Question: Ranking of genes in multiple samples
14 months ago by
I have log2 transformed expression data of multiple samples belong to one condition (tumour). I dont have control dataset. Based on one conditional data, how to rank genes across samples (highly expressive or very low expressive genes). should I take mean of expression values across all the samples and rank genes accordingly ? Is it right way to rank genes for one conditional samples?

how many samples is 'multiple' samples? What are you ultimately trying to achieve by ranking them - what is the biological question?
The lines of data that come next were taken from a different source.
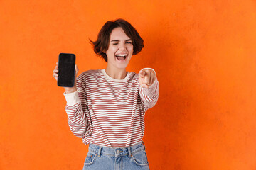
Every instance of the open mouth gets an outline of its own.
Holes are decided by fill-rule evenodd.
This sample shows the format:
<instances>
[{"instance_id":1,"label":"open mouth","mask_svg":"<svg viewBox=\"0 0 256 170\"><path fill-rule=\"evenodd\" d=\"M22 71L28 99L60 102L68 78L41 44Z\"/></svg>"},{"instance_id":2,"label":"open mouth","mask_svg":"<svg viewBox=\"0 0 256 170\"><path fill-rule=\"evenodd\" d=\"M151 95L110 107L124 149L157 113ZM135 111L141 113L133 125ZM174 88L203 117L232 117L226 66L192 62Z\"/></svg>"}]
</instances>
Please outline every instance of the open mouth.
<instances>
[{"instance_id":1,"label":"open mouth","mask_svg":"<svg viewBox=\"0 0 256 170\"><path fill-rule=\"evenodd\" d=\"M115 57L118 60L124 60L127 56L127 54L116 55Z\"/></svg>"}]
</instances>

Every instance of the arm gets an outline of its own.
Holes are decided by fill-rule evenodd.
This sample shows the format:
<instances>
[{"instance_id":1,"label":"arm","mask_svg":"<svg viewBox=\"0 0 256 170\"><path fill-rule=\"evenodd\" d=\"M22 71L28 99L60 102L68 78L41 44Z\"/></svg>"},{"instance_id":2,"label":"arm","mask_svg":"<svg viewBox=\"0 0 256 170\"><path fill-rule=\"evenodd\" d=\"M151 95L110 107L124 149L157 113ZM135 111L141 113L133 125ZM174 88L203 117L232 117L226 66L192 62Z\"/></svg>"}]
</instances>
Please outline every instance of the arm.
<instances>
[{"instance_id":1,"label":"arm","mask_svg":"<svg viewBox=\"0 0 256 170\"><path fill-rule=\"evenodd\" d=\"M86 113L87 107L85 86L81 79L81 74L76 79L77 91L63 94L67 101L65 110L68 115L68 123L71 132L78 137L83 137L89 134L89 125ZM82 107L85 106L85 107Z\"/></svg>"},{"instance_id":2,"label":"arm","mask_svg":"<svg viewBox=\"0 0 256 170\"><path fill-rule=\"evenodd\" d=\"M143 69L139 74L139 93L145 110L152 108L159 98L159 81L156 72L150 68Z\"/></svg>"}]
</instances>

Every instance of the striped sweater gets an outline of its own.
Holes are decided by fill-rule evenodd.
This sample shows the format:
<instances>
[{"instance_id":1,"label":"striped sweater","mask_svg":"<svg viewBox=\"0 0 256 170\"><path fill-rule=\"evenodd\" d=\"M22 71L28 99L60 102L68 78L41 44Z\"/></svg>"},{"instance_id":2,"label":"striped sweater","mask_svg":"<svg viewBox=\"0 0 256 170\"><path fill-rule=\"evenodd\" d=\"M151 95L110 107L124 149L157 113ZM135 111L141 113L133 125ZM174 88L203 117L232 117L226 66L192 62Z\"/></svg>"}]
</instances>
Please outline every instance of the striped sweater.
<instances>
[{"instance_id":1,"label":"striped sweater","mask_svg":"<svg viewBox=\"0 0 256 170\"><path fill-rule=\"evenodd\" d=\"M145 111L159 96L157 79L142 88L139 74L114 79L105 69L89 70L77 77L77 91L63 94L71 132L85 144L126 147L142 140Z\"/></svg>"}]
</instances>

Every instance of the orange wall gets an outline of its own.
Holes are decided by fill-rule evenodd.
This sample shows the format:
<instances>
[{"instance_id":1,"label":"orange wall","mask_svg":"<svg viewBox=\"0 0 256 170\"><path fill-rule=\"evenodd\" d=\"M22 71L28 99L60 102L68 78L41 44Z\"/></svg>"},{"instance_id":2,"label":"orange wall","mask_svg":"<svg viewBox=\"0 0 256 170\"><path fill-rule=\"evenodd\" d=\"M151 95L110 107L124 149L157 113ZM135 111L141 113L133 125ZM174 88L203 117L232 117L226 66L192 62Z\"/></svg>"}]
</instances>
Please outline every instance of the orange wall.
<instances>
[{"instance_id":1,"label":"orange wall","mask_svg":"<svg viewBox=\"0 0 256 170\"><path fill-rule=\"evenodd\" d=\"M145 42L128 69L152 67L160 83L145 118L151 169L256 169L255 1L1 1L0 169L82 169L88 145L53 70L60 52L79 74L103 69L88 38L117 18Z\"/></svg>"}]
</instances>

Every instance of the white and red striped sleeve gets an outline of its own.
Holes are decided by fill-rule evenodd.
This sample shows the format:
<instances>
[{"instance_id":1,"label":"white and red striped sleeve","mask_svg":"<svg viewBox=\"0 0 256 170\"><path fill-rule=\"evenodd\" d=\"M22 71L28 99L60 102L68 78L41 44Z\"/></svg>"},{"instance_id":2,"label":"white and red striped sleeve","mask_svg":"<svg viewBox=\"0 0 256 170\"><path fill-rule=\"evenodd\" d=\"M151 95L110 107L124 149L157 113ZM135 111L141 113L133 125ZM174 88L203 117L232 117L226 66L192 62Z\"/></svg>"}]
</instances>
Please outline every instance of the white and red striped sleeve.
<instances>
[{"instance_id":1,"label":"white and red striped sleeve","mask_svg":"<svg viewBox=\"0 0 256 170\"><path fill-rule=\"evenodd\" d=\"M84 137L88 135L88 121L85 113L87 107L86 94L81 76L77 77L77 91L73 93L63 94L67 101L65 110L68 115L68 123L71 132L78 137Z\"/></svg>"},{"instance_id":2,"label":"white and red striped sleeve","mask_svg":"<svg viewBox=\"0 0 256 170\"><path fill-rule=\"evenodd\" d=\"M155 72L153 69L151 69ZM142 87L139 83L139 93L145 111L155 106L159 94L159 81L157 80L157 77L154 83L149 86L149 88Z\"/></svg>"}]
</instances>

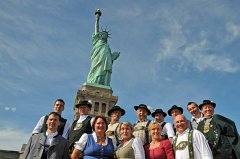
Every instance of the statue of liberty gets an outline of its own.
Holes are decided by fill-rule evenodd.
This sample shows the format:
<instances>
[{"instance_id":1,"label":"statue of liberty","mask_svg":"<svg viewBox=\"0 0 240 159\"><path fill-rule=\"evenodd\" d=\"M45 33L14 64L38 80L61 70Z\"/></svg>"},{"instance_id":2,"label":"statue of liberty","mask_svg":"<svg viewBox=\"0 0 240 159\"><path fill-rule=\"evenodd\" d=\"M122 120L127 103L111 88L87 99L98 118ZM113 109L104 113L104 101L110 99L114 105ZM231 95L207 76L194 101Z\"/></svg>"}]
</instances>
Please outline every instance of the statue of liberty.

Thanks for your quick response I have 20 samples belongs to tumor. My key biological target is to predict genes playing role in tumor state . As control dataset is missing in my case (Based on control dataset, I would be relatively easy to rank them just by performing the differential expression and setting cutoff 2 fold up and down regulated genes). As in my case, I have of one conditional data. Therefore I want to rank them by taking mean across samples and later on will do GO enrichment in order to predict what kind of biological entities or functions are getting enriched in top ranked genes. Is there any other way to do ranking across samples? (I know I am asking basic question, but I want to be sure for my strategy).

You can use median instead of mean since using mean is sensitive when you have an outlier.

I sound like you are assuming that those genes which show, on average, the highest expression across your samples will be the interesting (disease relevant) ones. I'm not sure I agree with this. Simply taking an average value will not account for the variability between samples.